Es droht also nichts Geringeres, als der Untergang des Abendlands, wenn diese individualrechtlichen Ansprüche nicht durchgesetzt werden.
Die meisten Unterzeichner des Heidelberger Appells sind weder Wissenschaftler noch in öffentlichen Institutionen angestellt, und damit von der Berliner Deklaration der deutschen Wissenschaft eigentlich nicht angesprochen. Deshalb stellte die Allianz der Wissenschaftsorganisationen klar: "Die Allianz der Wissenschaftsorganisationen fordert eine für den Leser entgeltfreie Publikation (Open Access) ausschließlich von Forschungsergebnissen, die durch den Einsatz öffentlicher Mittel und damit zum Nutzen der Forschung und Gesellschaft insgesamt erarbeitet wurden." Und weiter:
Wir erwarten jedoch, dass die Autoren der Gesellschaft, die ihre Forschung durch Steuermittel möglich macht, einen einfachen Zugang zu ihren Publikationen eröffnen, der zudem die öffentliche Hand möglichst wenig finanziell belastet.

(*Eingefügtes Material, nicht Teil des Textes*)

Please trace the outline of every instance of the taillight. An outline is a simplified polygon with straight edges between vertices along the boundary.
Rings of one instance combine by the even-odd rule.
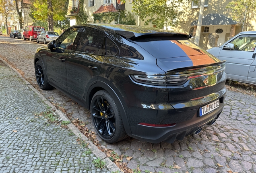
[[[158,86],[174,86],[184,84],[188,80],[217,73],[225,70],[225,64],[178,71],[168,72],[167,75],[133,75],[132,79],[138,83]]]
[[[153,124],[148,124],[143,123],[141,123],[139,124],[140,125],[143,125],[146,126],[155,127],[169,127],[174,126],[176,125],[176,123],[173,124],[161,124],[161,125],[156,125]]]
[[[132,75],[132,79],[136,82],[145,84],[159,86],[180,84],[187,80],[186,76],[159,75]]]

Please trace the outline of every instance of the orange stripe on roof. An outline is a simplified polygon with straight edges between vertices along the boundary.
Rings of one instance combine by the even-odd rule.
[[[175,42],[187,54],[191,60],[194,66],[209,64],[216,61],[205,54],[203,51],[198,46],[187,40],[171,40]]]

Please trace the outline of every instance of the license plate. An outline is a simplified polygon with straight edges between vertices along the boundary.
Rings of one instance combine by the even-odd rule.
[[[219,100],[201,107],[199,109],[199,117],[201,117],[207,113],[211,112],[219,107]]]

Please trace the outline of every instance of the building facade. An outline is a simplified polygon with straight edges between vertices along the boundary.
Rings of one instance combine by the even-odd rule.
[[[200,0],[198,4],[194,1],[184,1],[179,6],[178,10],[182,11],[181,23],[175,27],[167,29],[185,33],[195,36],[199,15]],[[241,24],[232,19],[232,12],[226,8],[231,0],[205,0],[203,20],[201,28],[199,45],[206,50],[208,36],[211,33],[217,33],[219,38],[219,46],[230,38],[242,31]],[[248,30],[256,30],[256,18],[248,22]]]

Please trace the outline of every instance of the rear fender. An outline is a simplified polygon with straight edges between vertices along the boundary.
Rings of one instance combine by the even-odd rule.
[[[113,87],[115,87],[113,86]],[[87,96],[86,100],[87,107],[88,109],[90,110],[91,106],[91,99],[95,93],[95,89],[96,89],[98,91],[98,89],[100,88],[102,88],[102,89],[104,89],[107,91],[107,92],[108,92],[110,94],[110,95],[111,95],[111,96],[112,96],[115,100],[115,101],[116,101],[116,103],[119,109],[119,111],[121,114],[121,116],[122,118],[122,120],[123,120],[123,123],[124,123],[124,127],[125,131],[127,135],[131,135],[132,133],[130,128],[130,125],[128,122],[128,119],[127,119],[126,113],[125,111],[125,108],[124,106],[124,104],[125,104],[125,102],[122,98],[120,98],[121,97],[118,96],[118,95],[121,95],[120,94],[119,94],[119,95],[118,94],[117,92],[118,91],[117,89],[115,89],[117,91],[116,92],[114,90],[114,89],[113,89],[112,87],[111,87],[107,83],[98,80],[97,83],[93,84],[89,88],[89,90],[88,90],[88,92],[87,93],[90,94],[88,94]],[[100,90],[101,89],[99,90]],[[123,104],[122,103],[123,103]]]

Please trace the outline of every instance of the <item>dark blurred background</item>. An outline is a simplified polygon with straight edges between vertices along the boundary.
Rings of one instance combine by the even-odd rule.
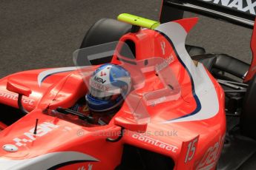
[[[0,78],[16,72],[73,66],[72,53],[102,18],[129,13],[158,20],[160,0],[1,0]],[[186,13],[186,17],[196,16]],[[187,44],[249,63],[252,30],[200,16]]]

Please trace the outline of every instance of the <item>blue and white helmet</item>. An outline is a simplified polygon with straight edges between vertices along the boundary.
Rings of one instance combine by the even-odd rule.
[[[120,106],[131,89],[130,73],[120,66],[103,64],[92,74],[85,100],[89,109],[105,112]]]

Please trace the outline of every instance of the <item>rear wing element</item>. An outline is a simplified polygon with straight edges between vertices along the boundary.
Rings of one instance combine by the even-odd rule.
[[[255,20],[255,0],[163,0],[160,22],[180,19],[184,11],[253,28]]]

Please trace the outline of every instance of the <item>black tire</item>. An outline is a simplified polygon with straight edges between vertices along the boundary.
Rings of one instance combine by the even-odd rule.
[[[131,28],[131,24],[111,18],[102,18],[87,32],[80,49],[117,41],[123,35],[129,33]]]

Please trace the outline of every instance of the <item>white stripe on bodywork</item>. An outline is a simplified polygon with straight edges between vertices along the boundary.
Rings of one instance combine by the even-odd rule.
[[[60,163],[75,160],[99,161],[95,157],[76,152],[53,152],[30,159],[10,160],[0,158],[1,170],[48,169]]]
[[[165,34],[173,42],[180,59],[189,70],[194,80],[195,93],[202,108],[196,114],[163,123],[206,120],[214,117],[219,111],[219,101],[213,83],[202,64],[196,67],[185,47],[187,33],[178,23],[168,22],[160,25],[156,30]]]
[[[76,69],[77,69],[76,67],[61,67],[61,68],[56,68],[56,69],[50,69],[43,71],[40,72],[39,75],[37,76],[38,84],[39,86],[41,86],[41,84],[43,80],[50,75],[56,74],[59,72],[63,72],[73,71]]]

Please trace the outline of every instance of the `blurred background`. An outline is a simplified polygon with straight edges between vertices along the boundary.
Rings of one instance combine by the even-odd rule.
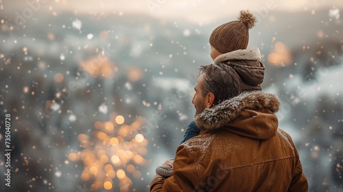
[[[343,189],[343,1],[0,0],[1,191],[147,191],[193,119],[214,28],[250,10],[309,191]]]

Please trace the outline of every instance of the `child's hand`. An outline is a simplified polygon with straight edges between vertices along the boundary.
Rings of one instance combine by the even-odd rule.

Man sollte meinen, dass dies eine Selbstverständlichkeit sei.
Die Schärfe der Auseinandersetzung zeigt, wie sehr sich die klassischen Repräsentanten des Kulturbetriebs von den Möglichkeiten der neuen Medien und insbesondere des Internets in ihren wirtschaftlichen Interessen bedroht fühlen. Die Wissenschaft hingegen sieht sich einer immer stärker werdenden Macht der Verleger ausgeliefert. Zu dieser die Forschung und Lehre stark behindernden Situation hat nicht zuletzt das Urheberrecht beigetragen.